Within the ancient precincts of the university the first encounter between the
conference planner and the academic is accidental and unpromising. Just as well
there’s no reason for them ever to meet again.
It
looks like the beginning of every trite and predictable chicklit romance. “My
god, Jane, with your glasses you look quite intelligent.” “And you, Theo, once
you’ve had a style makeover, could be the man of my dreams.” But I have “met”
Gilli Allan online and I know how much she puts into her books which she
prefers to think of as “contemporary women’s fiction” rather than Romance. So I
snuck a copy onto my Kindle and decided to find out just how bad it could be.
And
the answer is: not bad at all. In fact, it’s rather good. Her characters are
properly realised with back-stories that are entirely credible and rather sad,
but both Theo and Jane are trying to move on with their lives and overcome
their emotional issues. They are active and engaging agents in their own lives,
rather than the creations of a writer who knows that the path of true love can
never run smooth until the lovers have overcome one or two largely imaginary
obstacles to their happiness. In fact, neither Jane nor Theo is “looking for
love”. Indeed, both are actively fending off unwanted suitors while
concentrating on making successes of other aspects of their lives.
Jane
is starting her own business as a conference organiser and Theo is trying to
climb the academic ladder as an archaeologist. Gilli Allan knows a lot about
both conference organising and archaeology and the details of the lives of the
two protagonists are interesting and convincing.
As
their work means that they begin to run into each other more and more often
(she is organising a conference at the Cambridge college he is working at) so
an unlikely friendship forms. Will it blossom into love, or will one of the
various other potential romantic partners derail the affair before it has even
started?
Gilli
is a member of the Romantic Novelists Association, so a happy ending is
more-or-less guaranteed. (One of the reasons I generally dislike Romantic
Fiction is because most readers and writers consider that a happy ending is
required.) Even so, I was not sure things were going to work out. The
characters are complex, the back-stories elaborate. The story is told in the
present tense, an affectation that usually annoys me but which works here
because it delineates the main story from the quantities of back-story (past
tense) that could otherwise get very confusing. There’s also quite a lot of
plot. Actually, there are so many sub-plots I began to lose count, though I was
never confused. All the characters, even the most minor, are clearly drawn so
that even I couldn’t muddle them up. And Gilli keeps the plots so interesting.
One rather important one centres on some sharp practice in a town planning
department and the provision that should or shouldn’t be made for an
archaeological survey before a supermarket is built.
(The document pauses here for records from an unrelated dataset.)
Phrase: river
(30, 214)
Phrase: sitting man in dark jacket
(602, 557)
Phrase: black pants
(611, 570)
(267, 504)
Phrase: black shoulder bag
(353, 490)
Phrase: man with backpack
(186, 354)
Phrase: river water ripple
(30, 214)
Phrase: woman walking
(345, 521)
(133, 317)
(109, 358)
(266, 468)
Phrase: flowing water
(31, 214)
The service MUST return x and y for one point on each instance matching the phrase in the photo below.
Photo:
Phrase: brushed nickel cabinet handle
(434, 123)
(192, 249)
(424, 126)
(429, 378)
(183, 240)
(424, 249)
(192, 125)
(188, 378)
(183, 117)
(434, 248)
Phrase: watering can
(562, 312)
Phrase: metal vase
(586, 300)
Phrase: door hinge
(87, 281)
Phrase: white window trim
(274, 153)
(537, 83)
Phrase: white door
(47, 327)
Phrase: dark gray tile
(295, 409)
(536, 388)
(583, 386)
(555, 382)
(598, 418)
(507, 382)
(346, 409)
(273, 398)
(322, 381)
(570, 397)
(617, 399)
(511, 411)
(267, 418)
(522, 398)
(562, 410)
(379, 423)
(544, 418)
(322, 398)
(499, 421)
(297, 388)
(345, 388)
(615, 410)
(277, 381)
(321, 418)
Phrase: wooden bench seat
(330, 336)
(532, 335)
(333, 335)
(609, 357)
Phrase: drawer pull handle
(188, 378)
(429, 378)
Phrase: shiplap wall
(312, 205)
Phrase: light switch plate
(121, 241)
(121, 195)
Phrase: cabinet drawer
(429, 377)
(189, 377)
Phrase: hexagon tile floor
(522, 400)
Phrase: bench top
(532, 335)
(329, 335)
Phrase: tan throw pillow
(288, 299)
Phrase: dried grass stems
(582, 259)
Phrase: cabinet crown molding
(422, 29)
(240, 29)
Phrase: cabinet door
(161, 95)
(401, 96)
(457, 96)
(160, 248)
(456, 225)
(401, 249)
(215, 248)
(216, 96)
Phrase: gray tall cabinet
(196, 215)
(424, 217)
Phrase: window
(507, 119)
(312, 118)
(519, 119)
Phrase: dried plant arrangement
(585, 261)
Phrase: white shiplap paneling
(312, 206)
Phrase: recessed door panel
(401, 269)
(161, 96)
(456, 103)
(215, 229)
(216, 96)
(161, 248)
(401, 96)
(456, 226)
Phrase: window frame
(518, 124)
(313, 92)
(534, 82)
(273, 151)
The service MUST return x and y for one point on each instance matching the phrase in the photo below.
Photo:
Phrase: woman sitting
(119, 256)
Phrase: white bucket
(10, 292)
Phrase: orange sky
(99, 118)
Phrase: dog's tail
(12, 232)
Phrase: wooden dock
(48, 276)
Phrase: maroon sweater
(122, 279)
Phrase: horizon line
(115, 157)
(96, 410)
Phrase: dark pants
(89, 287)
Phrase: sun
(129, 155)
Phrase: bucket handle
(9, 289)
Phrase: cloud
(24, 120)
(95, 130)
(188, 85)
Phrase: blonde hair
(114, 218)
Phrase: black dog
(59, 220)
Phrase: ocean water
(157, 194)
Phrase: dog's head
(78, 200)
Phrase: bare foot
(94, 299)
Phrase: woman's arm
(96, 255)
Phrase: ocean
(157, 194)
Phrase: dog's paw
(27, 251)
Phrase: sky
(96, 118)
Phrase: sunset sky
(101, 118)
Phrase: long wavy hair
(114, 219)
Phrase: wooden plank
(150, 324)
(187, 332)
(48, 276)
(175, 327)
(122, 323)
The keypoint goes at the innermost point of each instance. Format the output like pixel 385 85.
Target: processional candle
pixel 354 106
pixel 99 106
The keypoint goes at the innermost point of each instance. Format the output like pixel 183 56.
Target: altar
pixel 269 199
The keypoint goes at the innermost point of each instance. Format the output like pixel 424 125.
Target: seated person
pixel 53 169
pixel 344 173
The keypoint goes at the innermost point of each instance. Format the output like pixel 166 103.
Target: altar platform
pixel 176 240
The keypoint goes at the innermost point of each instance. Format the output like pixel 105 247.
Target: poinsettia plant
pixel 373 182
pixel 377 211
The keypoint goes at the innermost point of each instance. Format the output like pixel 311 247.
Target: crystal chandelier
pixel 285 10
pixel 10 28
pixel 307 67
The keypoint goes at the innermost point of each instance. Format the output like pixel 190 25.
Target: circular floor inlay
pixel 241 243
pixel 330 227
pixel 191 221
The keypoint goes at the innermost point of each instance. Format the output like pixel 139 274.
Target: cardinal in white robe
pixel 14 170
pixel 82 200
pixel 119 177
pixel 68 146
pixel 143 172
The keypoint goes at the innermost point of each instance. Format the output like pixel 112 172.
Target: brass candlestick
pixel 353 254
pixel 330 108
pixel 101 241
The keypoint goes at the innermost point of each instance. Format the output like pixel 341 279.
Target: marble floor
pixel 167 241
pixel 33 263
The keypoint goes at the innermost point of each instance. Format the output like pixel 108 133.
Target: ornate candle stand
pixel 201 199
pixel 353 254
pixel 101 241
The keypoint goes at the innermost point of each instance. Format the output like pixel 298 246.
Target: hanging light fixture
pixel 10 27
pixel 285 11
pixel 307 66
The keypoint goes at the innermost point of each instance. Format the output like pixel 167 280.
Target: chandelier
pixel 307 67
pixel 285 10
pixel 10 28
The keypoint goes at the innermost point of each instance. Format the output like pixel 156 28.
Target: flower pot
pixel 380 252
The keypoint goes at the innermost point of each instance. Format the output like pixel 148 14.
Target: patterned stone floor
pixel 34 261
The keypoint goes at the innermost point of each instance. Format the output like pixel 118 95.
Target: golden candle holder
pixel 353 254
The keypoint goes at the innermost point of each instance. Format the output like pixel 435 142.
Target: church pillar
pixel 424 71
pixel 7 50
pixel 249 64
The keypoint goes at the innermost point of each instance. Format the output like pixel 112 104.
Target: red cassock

I’ve sat in on the odd
local government planning controversy and it takes real skill to make them
remotely interesting, but Gilli Allan does.
I’ve
found this a difficult book to review because there is so much good stuff in
it, but it seems to be scattered all over the place. It is a measure of the
author’s skill that she manages to pull so many disparate strands together into
a highly readable and wholly enjoyable book.
I do
strongly recommend this, even if you hate Romantic Fiction."
Thank you Tom. I am indebted to you for this review.